Gonorrhoea makes up one quarter of the four major curable sexually-transmitted infections. Since the development of antibiotics, the pathogen has developed resistance to many of the common antibiotics used as treatment, including penicillin, tetracyclines and quinolones.
“Gonorrhoea is becoming a major public health challenge, due to the high incidence of infections accompanied by dwindling treatment options,” Dr. Lusti-Narasimhan said. “The available data only shows the tip of the iceberg. Without adequate surveillance we won’t know the extent of resistance to gonorrhoea and without research into new antimicrobial agents, there could soon be no effective treatment for patients.”
Antimicrobial resistance is caused by the unrestricted access to antimicrobials, overuse and poor quality of antibiotics, as well as natural genetic mutations within disease organisms.
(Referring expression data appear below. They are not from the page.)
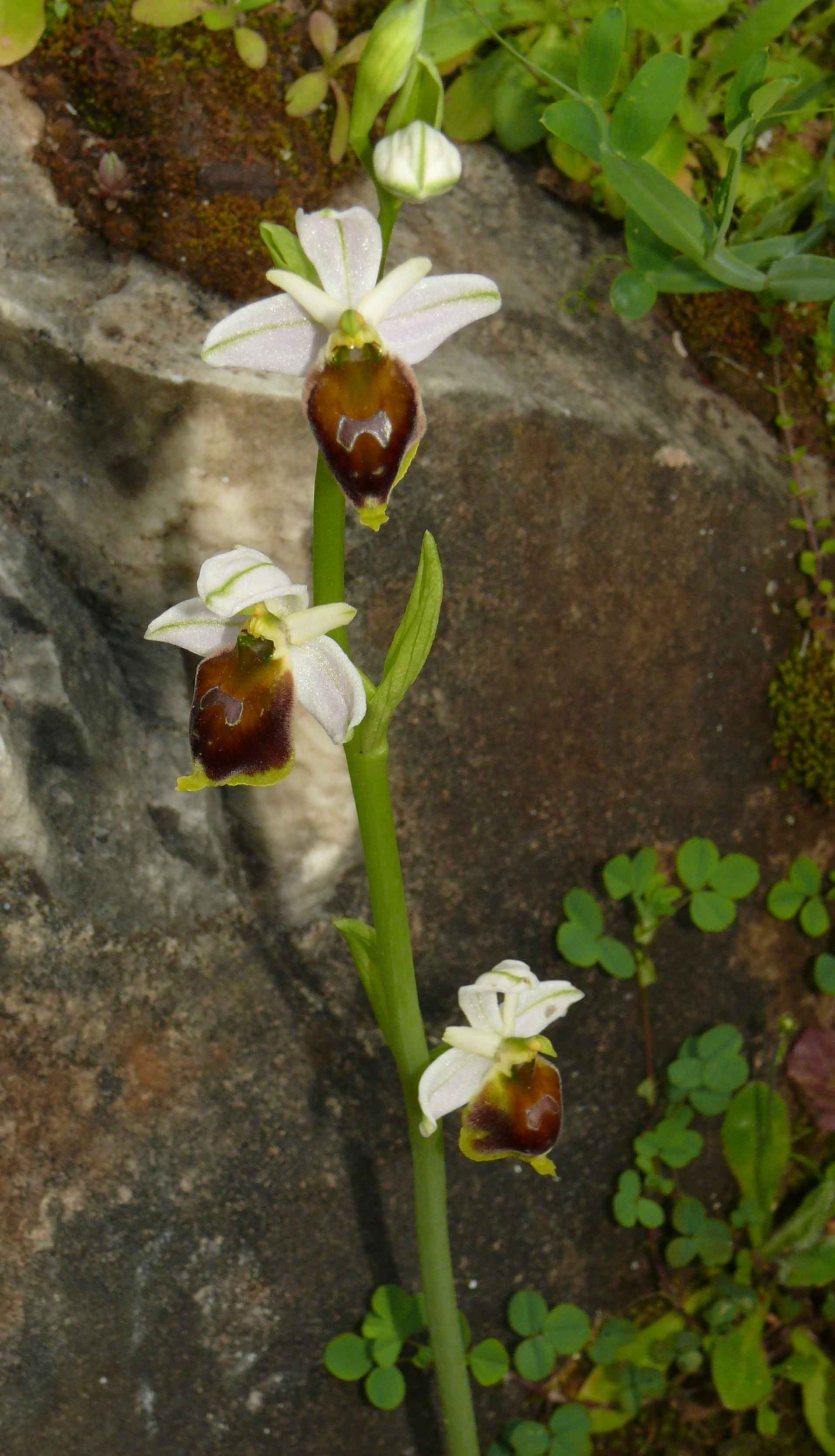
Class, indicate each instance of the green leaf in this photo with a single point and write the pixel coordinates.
(814, 1266)
(742, 86)
(718, 1042)
(527, 1312)
(575, 123)
(726, 1072)
(361, 941)
(632, 295)
(386, 1350)
(673, 17)
(649, 1213)
(21, 28)
(696, 863)
(529, 1439)
(764, 24)
(756, 1142)
(619, 877)
(251, 47)
(616, 957)
(567, 1328)
(409, 647)
(577, 944)
(709, 1103)
(648, 105)
(805, 1226)
(601, 53)
(386, 1388)
(739, 1366)
(489, 1362)
(712, 912)
(805, 876)
(348, 1357)
(805, 279)
(818, 1391)
(571, 1429)
(785, 901)
(613, 1335)
(584, 909)
(735, 876)
(814, 918)
(161, 12)
(664, 207)
(534, 1359)
(825, 973)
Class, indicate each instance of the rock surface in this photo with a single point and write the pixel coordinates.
(200, 1130)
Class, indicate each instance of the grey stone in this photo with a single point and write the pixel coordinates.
(201, 1132)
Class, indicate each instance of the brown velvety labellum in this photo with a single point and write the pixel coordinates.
(242, 711)
(366, 414)
(526, 1117)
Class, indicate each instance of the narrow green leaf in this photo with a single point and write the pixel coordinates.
(664, 207)
(756, 1142)
(409, 649)
(696, 863)
(361, 941)
(739, 1366)
(764, 24)
(825, 975)
(632, 296)
(601, 53)
(648, 105)
(575, 123)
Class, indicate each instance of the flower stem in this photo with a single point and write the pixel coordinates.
(403, 1027)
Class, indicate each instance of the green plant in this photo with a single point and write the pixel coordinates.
(638, 116)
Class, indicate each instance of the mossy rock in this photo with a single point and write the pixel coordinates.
(207, 143)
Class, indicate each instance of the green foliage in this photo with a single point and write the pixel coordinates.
(804, 733)
(626, 111)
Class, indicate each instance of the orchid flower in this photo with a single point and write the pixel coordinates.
(262, 647)
(354, 340)
(497, 1069)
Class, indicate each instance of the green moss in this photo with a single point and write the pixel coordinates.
(804, 701)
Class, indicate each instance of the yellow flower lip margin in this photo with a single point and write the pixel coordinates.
(498, 1040)
(245, 594)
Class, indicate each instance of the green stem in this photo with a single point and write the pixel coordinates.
(403, 1021)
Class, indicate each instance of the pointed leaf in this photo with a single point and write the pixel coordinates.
(409, 649)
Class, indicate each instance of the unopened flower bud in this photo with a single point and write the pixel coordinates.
(393, 44)
(416, 162)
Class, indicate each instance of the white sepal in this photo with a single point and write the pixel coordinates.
(236, 580)
(191, 625)
(449, 1082)
(329, 686)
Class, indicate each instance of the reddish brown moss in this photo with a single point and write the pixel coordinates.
(207, 143)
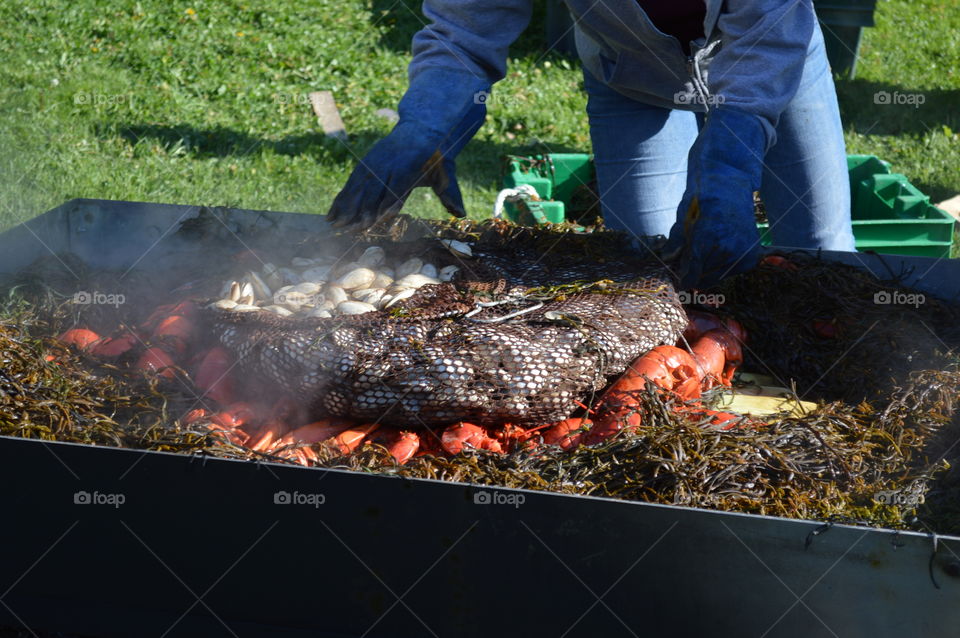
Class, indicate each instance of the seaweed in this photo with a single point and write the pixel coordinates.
(880, 449)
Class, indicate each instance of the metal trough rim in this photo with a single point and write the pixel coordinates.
(699, 579)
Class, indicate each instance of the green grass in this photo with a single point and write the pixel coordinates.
(205, 102)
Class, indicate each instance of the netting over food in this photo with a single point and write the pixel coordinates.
(480, 351)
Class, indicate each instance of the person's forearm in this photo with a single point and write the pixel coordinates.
(472, 36)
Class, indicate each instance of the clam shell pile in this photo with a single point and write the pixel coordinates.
(327, 287)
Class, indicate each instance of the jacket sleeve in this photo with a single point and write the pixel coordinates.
(469, 35)
(764, 47)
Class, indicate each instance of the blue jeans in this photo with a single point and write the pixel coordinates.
(641, 151)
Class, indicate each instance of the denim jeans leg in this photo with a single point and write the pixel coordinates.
(640, 152)
(805, 186)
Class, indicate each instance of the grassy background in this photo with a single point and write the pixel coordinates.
(205, 102)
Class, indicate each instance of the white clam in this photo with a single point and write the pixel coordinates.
(447, 273)
(414, 280)
(400, 296)
(372, 257)
(290, 276)
(412, 265)
(335, 294)
(261, 290)
(307, 287)
(458, 248)
(224, 304)
(321, 313)
(382, 280)
(371, 296)
(357, 278)
(354, 308)
(317, 274)
(279, 310)
(272, 276)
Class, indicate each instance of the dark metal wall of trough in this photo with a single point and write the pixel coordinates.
(221, 547)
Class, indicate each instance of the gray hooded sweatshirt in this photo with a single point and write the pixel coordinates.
(751, 58)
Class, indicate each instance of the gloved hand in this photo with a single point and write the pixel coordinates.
(716, 233)
(439, 114)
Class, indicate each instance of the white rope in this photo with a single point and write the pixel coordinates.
(523, 192)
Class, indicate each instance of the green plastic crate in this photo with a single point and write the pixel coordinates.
(561, 180)
(888, 213)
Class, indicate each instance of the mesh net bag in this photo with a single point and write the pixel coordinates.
(517, 340)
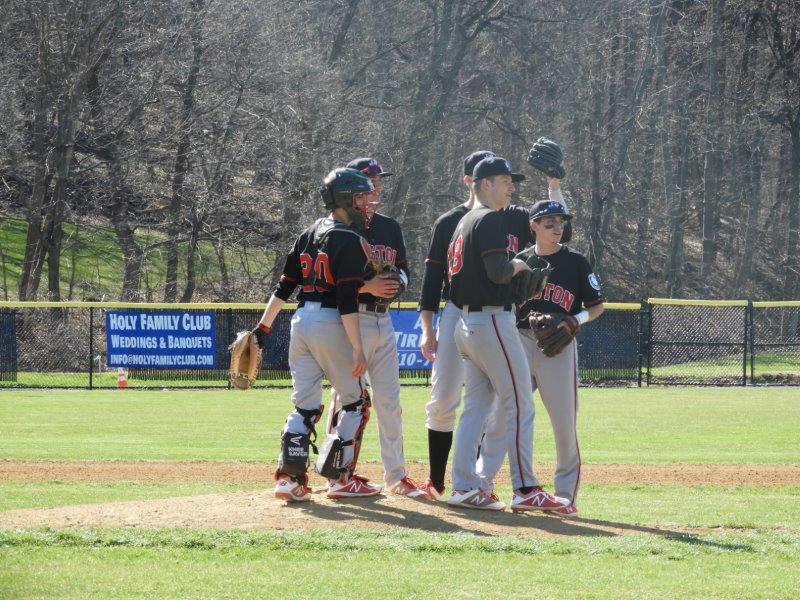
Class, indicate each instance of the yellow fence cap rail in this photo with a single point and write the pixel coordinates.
(691, 302)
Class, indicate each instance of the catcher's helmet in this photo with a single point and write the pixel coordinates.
(340, 187)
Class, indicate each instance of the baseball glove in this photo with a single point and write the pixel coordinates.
(377, 267)
(245, 360)
(526, 284)
(547, 157)
(550, 337)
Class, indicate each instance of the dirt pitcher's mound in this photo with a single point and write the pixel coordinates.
(261, 511)
(261, 473)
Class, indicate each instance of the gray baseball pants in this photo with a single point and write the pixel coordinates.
(494, 363)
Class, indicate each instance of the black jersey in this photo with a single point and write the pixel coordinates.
(481, 232)
(386, 243)
(571, 286)
(326, 256)
(435, 283)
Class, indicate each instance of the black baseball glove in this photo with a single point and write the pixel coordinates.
(526, 284)
(547, 157)
(550, 336)
(381, 268)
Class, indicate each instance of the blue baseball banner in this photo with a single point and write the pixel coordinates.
(161, 339)
(408, 331)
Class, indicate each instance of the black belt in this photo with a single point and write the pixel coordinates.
(302, 303)
(471, 308)
(373, 307)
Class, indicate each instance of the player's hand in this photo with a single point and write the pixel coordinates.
(380, 286)
(428, 344)
(359, 363)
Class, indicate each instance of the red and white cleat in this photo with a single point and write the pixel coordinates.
(537, 499)
(476, 498)
(354, 487)
(290, 490)
(432, 491)
(408, 487)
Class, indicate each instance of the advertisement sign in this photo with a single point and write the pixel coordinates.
(408, 330)
(161, 339)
In addition, gonorrhoea strains tend to retain genetic resistance to previous antibiotics even after their use has been discontinued.
According to WHO, the extent of this resistance worldwide is not known due to a lack of reliable data for gonorrhoea in many countries and insufficient research.
Untreated gonococcal infection can cause health problems in men, women and newborn babies, including: infection of the urethra, cervix and rectum; infertility in both men and women; a significantly increased risk of HIV infection and transmission; ectopic pregnancy, spontaneous abortion, and stillbirths and premature deliveries.